—Qu'avez-vous, monsieur?…

—Rien, rien, fit-il…

Et il pencha sa tête en arrière et ferma les yeux: il avait besoin de cette ombre pour voir dans ses pensées. Le frisson qui avait couru dans son corps était venu au souvenir du spectre qui s'était placé devant lui… N'était-ce pas étrange qu'à cette heure, où lui-même était victime d'un crime, l'ombre outragée de celui qui l'avait maudit vînt se placer devant ses yeux… vînt lui dire:

—Regarde!

Il se demandait si ce n'étaient pas les tourments endurés depuis huit jours, les veilles dans la crainte, les appréhensions de la chute, les nuits sans sommeil qui avaient assez troublé son cerveau pour qu'il subît ce mal qu'amène la faiblesse cérébrale: les hallucinations.

Fernand se redressa et ouvrit les yeux.
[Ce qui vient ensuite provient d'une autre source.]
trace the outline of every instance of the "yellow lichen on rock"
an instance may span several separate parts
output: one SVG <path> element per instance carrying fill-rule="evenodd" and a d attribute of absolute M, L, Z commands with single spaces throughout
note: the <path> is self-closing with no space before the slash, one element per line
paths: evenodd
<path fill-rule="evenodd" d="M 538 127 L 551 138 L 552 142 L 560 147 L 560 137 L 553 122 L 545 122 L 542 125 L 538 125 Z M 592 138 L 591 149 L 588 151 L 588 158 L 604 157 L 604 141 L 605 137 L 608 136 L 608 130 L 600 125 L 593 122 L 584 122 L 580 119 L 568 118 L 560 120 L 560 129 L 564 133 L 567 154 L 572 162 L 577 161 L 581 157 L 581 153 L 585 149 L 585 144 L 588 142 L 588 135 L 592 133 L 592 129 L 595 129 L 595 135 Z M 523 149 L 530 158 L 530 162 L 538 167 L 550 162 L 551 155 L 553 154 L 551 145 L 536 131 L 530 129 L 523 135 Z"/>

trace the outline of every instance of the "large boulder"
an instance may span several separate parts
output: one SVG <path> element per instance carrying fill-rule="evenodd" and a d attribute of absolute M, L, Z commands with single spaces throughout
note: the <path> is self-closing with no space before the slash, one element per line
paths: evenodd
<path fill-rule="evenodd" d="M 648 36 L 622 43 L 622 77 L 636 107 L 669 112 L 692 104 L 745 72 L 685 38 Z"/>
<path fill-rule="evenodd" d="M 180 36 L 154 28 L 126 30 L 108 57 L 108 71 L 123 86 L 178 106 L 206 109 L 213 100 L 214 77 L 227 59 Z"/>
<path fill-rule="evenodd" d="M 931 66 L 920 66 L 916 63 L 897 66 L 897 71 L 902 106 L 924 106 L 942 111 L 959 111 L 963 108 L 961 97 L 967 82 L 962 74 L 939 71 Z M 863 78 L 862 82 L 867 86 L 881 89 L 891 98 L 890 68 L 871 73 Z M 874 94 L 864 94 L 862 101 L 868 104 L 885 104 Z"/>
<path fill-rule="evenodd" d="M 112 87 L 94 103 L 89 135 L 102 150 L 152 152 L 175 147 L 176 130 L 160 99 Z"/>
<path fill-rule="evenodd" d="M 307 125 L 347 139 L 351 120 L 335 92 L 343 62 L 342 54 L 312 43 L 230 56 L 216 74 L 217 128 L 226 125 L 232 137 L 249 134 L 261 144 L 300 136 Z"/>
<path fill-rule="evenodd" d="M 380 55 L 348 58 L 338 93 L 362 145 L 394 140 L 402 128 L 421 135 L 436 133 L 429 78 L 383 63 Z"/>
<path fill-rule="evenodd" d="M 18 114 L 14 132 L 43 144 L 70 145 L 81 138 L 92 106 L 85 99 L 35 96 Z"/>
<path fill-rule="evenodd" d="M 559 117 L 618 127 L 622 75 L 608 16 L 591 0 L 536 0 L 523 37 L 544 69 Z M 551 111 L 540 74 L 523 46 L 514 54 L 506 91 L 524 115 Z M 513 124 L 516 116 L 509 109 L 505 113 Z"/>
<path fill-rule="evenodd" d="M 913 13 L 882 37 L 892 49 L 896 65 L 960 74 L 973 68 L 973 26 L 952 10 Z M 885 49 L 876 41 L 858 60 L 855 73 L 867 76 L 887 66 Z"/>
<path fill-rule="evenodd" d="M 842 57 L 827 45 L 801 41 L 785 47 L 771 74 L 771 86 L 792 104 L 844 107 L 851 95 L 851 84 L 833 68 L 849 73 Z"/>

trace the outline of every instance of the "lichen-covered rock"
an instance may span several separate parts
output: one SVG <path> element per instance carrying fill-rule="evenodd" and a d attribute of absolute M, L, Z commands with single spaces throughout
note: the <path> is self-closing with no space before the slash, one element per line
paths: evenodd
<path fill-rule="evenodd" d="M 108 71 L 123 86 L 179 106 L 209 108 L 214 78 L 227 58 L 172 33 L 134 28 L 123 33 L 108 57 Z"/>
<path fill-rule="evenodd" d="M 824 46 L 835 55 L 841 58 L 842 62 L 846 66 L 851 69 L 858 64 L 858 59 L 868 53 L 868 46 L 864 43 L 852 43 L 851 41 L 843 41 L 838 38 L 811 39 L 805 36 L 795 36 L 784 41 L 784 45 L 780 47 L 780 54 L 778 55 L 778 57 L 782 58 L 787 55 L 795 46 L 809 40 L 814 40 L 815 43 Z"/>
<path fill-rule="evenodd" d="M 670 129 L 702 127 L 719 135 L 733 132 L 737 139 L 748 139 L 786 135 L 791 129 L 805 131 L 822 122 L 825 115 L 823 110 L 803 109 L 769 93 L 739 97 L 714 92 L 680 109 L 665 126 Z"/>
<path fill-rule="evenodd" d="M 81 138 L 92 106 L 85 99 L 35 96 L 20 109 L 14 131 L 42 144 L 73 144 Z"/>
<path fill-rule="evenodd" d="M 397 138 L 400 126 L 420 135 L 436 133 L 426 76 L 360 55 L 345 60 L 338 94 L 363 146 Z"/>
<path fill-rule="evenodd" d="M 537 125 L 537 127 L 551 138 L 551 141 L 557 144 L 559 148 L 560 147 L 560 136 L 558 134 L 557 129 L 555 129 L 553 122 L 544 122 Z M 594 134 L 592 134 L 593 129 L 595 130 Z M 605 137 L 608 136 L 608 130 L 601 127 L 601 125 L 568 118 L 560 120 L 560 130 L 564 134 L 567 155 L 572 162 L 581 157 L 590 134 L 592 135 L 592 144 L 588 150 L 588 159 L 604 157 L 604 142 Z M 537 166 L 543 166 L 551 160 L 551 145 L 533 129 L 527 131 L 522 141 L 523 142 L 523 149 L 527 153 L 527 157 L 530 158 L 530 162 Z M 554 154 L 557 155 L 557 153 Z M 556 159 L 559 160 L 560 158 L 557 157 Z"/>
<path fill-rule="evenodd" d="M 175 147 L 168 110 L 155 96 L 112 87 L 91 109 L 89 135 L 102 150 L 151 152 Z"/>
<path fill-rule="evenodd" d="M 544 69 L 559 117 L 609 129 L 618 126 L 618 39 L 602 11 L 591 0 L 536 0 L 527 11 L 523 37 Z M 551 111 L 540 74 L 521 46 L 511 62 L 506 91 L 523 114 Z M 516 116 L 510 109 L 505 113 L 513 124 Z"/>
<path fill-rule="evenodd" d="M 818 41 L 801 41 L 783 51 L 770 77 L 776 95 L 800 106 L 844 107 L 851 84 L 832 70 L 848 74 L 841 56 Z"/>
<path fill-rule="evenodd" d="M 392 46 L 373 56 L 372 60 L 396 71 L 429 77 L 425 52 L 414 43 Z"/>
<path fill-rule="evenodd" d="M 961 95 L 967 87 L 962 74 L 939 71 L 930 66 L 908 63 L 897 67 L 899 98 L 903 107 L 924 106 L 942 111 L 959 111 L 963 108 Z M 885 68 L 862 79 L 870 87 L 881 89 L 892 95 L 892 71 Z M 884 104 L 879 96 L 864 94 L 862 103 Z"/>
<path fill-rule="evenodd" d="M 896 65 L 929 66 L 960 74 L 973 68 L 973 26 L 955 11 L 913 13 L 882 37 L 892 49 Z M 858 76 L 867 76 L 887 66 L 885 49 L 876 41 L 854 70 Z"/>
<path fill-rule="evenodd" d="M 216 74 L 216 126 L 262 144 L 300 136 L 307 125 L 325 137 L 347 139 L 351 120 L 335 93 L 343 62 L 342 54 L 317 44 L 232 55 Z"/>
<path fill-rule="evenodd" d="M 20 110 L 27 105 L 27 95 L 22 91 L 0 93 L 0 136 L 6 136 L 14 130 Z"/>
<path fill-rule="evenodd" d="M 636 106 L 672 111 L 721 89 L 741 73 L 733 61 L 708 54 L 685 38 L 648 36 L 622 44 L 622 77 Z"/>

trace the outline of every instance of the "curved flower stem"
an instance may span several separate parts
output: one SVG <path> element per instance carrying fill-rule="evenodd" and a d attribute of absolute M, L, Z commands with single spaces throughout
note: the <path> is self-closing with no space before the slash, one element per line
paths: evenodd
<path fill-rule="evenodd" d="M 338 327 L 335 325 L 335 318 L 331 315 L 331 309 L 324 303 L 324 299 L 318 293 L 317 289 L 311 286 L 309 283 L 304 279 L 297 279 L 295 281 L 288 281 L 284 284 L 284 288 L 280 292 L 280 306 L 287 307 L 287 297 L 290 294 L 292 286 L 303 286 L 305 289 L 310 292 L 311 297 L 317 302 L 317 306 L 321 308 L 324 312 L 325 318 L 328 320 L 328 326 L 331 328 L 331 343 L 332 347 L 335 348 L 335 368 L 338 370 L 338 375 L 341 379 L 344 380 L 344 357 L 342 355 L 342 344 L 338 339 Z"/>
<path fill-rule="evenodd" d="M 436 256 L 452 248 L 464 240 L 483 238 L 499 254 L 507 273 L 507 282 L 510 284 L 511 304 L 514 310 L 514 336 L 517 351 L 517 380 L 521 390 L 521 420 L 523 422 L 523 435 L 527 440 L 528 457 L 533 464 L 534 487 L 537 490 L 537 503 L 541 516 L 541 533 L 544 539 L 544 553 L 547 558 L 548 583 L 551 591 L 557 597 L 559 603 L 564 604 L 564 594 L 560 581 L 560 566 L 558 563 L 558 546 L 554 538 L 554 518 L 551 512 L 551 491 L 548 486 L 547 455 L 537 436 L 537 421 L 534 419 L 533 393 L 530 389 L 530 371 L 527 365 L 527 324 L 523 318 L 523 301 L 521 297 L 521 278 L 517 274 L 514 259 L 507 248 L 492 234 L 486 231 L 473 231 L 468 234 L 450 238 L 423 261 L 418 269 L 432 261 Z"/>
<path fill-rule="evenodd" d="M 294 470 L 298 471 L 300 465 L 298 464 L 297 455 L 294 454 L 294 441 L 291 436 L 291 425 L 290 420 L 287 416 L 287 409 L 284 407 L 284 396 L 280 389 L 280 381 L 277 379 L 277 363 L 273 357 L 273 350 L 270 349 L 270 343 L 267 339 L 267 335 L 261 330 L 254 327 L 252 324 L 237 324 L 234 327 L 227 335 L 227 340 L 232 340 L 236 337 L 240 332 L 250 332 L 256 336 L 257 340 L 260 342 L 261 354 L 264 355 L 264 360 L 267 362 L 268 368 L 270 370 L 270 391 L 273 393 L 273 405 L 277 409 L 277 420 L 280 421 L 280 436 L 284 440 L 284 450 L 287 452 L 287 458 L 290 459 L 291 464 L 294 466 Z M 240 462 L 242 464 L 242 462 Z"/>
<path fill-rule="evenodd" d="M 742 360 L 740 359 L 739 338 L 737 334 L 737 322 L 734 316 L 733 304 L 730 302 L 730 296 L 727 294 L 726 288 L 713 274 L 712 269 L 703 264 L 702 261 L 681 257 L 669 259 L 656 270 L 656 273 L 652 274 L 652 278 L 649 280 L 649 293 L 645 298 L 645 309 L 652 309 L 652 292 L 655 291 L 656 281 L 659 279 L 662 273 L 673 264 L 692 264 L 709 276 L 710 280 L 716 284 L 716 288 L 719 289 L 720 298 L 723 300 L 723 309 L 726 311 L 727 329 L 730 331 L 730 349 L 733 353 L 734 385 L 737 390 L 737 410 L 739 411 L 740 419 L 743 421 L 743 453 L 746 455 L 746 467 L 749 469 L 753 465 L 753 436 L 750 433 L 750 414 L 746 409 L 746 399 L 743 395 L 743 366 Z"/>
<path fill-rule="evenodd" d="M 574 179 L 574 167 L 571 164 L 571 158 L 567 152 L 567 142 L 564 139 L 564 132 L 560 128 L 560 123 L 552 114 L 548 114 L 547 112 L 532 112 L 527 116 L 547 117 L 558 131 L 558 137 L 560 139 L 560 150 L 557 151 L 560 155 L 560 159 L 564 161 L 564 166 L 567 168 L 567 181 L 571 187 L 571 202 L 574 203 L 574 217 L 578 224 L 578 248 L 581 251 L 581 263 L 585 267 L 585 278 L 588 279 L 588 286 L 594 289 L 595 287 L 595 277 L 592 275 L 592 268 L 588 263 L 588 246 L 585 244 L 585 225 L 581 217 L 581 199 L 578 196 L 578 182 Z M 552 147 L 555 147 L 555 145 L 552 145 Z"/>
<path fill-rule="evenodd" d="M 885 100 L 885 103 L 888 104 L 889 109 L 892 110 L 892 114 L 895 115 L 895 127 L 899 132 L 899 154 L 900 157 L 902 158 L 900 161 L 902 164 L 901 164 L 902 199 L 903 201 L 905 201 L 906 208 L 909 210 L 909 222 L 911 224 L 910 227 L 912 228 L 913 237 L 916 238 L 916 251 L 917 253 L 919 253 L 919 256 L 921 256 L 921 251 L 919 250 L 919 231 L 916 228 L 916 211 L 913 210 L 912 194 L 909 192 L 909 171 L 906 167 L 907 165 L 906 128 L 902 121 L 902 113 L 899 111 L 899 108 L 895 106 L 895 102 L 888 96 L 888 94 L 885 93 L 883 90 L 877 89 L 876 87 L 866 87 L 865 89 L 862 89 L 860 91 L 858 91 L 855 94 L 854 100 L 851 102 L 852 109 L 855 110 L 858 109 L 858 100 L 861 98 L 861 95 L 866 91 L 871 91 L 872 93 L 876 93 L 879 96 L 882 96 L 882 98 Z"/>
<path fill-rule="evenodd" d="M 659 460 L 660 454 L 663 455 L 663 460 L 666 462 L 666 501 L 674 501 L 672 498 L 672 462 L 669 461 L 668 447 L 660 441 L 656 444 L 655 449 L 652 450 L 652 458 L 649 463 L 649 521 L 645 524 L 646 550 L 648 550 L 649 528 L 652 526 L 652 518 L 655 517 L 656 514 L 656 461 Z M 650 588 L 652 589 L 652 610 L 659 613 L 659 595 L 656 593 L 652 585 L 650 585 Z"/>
Dans son cerveau était passé comme un éclair. Celui dont la menace posthume annonçait les catastrophes qui le frappaient aujourd'hui était mort bien singulièrement, et cette nuit il avait bien entendu sa voix… N'était-il pas la victime de celui qui l'avait maudit?… Est-ce que Pierre était bien mort? Cette lueur, en traversant la pensée de Fernand, le bouleversa au point que toutes les invraisemblances lui parurent réalisables…

Si Pierre vivait?… et si sa femme avait été la complice de Pierre Davenne? Non, cela était une folie, il ne fallait pas aux terreurs de la ruine ajouter les douleurs du ménage… Sa femme l'avait trompé; et il se sentait presque fautif, car le jour où elle lui avait présenté le comte Otto, il avait eu comme un pressentiment. À dater de cette heure, il aurait dû veiller… Cette pensée lui déchirait le cœur, mais Fernand avait une nature spéciale: au lieu d'être affaibli par ses souffrances, il paraissait y retrouver cette force du dompteur qui excite les animaux qu'il doit combattre, piquant leurs plaies pour les rendre féroces.—Fernand, à mesure qu'il pensait au malheur qui le frappait, se sentait animé pour la lutte… Il n'était pas homme à subir, c'est lui qui faisait subir aux autres!… Il n'avait pas de sotte superstition après le moment bête où l'inattendu impressionne la chair, il demandait l'explication à la raison… Il n'y avait pas de fantôme…; et il avait vu, de ses yeux vu; il avait entendu distinctement Pierre Davenne…, celui qu'il avait outragé…, celui qui avait écrit cette phrase qui souvent avait battu son cerveau:

«… Infâme et ingrat, tu dois avoir ta part dans ce testament: je te lègue la banqueroute. Lâche, sois maudit!»

Pierre était vivant, Pierre était venu la nuit dans la maison d'Auteuil; c'était lui qui le poursuivait sans cesse; c'était lui qui, sans qu'il s'en doutât, l'avait conduit où il était. Ce créancier cruel qui n'avait jamais voulu entendre raison…, c'était lui… et pardieu, tout s'expliquait, c'était lui probablement qui avait entre les mains les faux de la maison Wilson!… Son mariage? Non, de ce côté Pierre n'avait pu rien faire, et justement il avait précipité la ruine, sachant que, deux jours plus tard, que le soir même les moyens de le poursuivre lui échappaient. Un grand malheur était arrivé; mais, à cette heure, il n'y voulait plus penser…: Il fallait sortir de là… il fallait être debout pour combattre. Le cerveau d'un coquin est large… Il arrêta son plan. Se venger de Pierre, se venger du comte Otto… et, malgré sa rage contre elle, plein de son amour et de son infamie, retrouver Iza qui le faisait riche. Le commissaire avait parlé de bijoux faux… Mais il n'y croyait pas: cela devait être encore une manœuvre de Pierre. Samuel ne l'aurait pas livré à la justice, il serait venu d'abord essayer de reprendre son argent.

Pierre Davenne vivait, et il fallait engager la lutte avec Pierre
Davenne!… Séglin s'arrêta à cette idée.